Luminescence characteristics of Dy3+ doped borofluoro-phosphate glasses for white emission applications

Abstract

The present work reports structural and luminescence studies on Dy3+ doped borofluorophosphate (BFPDY) glasses prepared with the chemical composition of (40-x)B2O3 + 30P2O5 + 10ZnF + 10K2O + 10BaO + xDy2O3, where x = 0.1, 0.2, 0.5 and 1 mol% by melt quenching technique. The structural and optical properties of the prepared glasses were analysed by means of XRD, FTIR, UV-V is absorption spectroscopy and photoluminescence emission and excitation spectra.

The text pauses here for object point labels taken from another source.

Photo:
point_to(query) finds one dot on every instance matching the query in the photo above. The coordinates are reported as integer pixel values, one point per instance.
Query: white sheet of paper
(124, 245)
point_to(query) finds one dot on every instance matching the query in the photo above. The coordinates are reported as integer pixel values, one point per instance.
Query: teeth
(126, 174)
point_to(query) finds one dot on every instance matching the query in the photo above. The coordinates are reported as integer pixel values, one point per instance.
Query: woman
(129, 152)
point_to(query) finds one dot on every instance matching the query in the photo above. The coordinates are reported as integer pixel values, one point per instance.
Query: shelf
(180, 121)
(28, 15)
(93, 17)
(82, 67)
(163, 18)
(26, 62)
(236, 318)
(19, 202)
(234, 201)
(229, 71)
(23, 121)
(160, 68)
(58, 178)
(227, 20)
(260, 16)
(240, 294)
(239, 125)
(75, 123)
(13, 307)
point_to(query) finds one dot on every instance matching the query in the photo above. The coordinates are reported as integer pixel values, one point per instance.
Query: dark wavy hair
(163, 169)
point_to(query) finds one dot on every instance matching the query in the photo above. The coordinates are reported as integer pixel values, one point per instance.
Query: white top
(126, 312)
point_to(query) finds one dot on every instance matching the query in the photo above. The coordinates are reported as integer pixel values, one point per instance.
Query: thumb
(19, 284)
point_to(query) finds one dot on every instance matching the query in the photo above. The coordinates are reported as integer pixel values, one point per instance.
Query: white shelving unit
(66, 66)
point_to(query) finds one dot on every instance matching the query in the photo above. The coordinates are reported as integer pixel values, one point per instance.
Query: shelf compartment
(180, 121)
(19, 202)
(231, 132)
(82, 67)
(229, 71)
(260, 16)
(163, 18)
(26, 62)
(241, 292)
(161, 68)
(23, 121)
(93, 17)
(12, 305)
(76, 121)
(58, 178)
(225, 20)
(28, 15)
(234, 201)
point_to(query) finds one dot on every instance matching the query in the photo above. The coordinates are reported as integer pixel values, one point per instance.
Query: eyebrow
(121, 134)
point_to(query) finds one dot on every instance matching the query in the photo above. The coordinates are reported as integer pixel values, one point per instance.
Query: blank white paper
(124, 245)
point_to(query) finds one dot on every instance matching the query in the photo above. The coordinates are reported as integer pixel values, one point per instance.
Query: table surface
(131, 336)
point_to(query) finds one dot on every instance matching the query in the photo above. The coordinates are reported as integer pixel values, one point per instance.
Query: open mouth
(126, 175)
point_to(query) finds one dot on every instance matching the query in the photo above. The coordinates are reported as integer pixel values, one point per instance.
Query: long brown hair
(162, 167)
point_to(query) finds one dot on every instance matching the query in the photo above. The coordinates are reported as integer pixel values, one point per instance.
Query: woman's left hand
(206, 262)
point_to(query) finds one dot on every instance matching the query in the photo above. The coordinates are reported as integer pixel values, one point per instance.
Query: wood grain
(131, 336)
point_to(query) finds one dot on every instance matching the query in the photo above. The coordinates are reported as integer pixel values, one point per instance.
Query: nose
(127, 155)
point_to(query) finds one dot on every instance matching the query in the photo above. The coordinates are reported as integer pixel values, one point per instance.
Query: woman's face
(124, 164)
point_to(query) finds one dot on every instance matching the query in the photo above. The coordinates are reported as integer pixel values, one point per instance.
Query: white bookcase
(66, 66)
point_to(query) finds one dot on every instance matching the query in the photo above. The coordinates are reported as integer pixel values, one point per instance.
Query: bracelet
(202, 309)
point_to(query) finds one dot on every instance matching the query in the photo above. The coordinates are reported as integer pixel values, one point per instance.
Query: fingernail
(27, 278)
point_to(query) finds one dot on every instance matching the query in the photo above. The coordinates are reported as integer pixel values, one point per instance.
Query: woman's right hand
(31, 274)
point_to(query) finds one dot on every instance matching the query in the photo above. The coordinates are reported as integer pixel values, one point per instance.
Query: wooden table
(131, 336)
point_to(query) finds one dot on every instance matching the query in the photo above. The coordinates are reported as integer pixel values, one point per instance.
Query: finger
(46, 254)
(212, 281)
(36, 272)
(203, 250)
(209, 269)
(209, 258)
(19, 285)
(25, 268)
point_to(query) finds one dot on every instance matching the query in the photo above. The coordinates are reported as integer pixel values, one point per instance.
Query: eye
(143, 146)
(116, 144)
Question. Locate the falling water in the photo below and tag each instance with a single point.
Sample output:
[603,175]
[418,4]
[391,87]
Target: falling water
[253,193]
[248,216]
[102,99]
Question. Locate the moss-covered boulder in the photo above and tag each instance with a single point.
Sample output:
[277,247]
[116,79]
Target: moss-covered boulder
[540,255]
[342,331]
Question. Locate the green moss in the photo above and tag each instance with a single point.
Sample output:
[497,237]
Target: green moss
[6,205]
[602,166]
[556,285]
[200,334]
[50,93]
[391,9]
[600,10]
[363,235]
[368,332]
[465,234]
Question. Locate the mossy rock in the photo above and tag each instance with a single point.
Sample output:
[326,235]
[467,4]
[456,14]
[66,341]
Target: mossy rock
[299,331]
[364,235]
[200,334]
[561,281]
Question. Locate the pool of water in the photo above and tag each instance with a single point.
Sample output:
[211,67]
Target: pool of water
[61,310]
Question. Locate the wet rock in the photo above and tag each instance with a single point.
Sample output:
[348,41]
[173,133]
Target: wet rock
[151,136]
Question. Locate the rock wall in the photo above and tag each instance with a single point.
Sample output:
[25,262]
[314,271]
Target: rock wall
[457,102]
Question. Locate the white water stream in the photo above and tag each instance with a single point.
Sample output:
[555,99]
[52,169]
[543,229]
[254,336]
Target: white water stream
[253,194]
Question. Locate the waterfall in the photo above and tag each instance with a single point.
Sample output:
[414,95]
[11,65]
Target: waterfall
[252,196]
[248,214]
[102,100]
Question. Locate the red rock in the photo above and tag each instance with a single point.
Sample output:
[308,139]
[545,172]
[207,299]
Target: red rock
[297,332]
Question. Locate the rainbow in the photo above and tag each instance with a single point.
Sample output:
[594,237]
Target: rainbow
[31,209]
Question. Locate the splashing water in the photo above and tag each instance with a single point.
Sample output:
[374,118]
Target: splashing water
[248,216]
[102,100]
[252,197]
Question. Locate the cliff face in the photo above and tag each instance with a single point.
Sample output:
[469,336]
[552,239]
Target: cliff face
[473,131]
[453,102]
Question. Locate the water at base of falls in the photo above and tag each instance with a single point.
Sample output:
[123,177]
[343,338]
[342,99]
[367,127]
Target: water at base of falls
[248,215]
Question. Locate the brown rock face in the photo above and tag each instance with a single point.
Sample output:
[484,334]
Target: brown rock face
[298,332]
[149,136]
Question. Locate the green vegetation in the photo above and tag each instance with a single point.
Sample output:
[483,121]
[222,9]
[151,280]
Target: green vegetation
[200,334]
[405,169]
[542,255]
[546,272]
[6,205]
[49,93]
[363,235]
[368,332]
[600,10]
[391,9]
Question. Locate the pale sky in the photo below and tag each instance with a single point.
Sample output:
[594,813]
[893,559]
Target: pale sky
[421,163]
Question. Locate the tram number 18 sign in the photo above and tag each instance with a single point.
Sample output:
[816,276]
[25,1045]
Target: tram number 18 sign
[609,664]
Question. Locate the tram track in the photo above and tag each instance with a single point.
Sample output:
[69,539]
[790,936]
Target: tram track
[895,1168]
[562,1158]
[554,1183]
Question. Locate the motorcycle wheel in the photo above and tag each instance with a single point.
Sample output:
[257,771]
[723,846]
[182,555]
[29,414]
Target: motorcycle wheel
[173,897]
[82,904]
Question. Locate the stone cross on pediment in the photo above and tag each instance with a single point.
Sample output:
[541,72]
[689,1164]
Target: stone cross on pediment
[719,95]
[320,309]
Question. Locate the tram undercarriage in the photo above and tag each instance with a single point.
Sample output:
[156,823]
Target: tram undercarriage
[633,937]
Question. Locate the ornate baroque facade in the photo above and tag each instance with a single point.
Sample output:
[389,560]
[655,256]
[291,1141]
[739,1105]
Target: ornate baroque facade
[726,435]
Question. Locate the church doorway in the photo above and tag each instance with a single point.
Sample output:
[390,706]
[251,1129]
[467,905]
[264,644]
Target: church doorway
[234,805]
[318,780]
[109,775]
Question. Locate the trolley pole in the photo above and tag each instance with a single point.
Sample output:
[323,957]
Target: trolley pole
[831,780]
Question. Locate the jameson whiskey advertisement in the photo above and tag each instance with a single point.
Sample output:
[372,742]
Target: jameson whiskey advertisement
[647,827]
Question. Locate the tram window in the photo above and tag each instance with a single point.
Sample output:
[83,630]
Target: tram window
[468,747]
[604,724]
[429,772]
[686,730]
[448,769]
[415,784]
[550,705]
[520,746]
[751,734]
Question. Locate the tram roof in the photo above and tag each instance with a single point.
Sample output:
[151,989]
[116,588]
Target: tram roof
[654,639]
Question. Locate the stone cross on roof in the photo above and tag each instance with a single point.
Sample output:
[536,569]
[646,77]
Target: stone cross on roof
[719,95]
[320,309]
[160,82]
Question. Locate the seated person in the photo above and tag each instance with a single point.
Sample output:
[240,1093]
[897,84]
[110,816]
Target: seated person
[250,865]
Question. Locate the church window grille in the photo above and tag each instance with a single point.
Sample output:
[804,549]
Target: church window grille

XRD results confirm the amorphous nature of glass and FTIR studies reveals the presence of various stretching and bending vibrations of different structural units within the sample. The optical absorption spectrum has been recorded at room temperature and different absorption transitions were obtained and it is found that the transition via 6H15/2→6P7/2 is more prominent. From the absorption spectrum, optical band gap energy, nephelauxetic ratio (β) and the bonding parameter (δ) were determined. Excitation spectrum was recorded in the region 300-500 nm by monitoring emission at 572 nm and characteristic excitation bands were observed. The band at 348 nm arising through the transition 6H15/2→6P7/2 shows maximum intensity. The photoluminescence spectra of the fitted glasses have been recorded at an excitation wavelength of 348 nm and the spectra contain two intense emission bands in the blue (483 nm) and yellow (572 nm) regions and a weak band in the red region (663 nm). Concentration dependent variations in emission intensities were analysed. It is observed from the emission spectra that the luminescence intensity increases with the increase in Dy3+ ion content up to 0.5 mol% beyond that it decreases due to luminescence quenching. The Y/B intensity ratio by varying the concentration of Dy2O3 is also studied. The emission intensity were characterized through Commission International d'Eclairage (CIE) 1931 chromaticity diagram to explore its suitability for white light emission applications.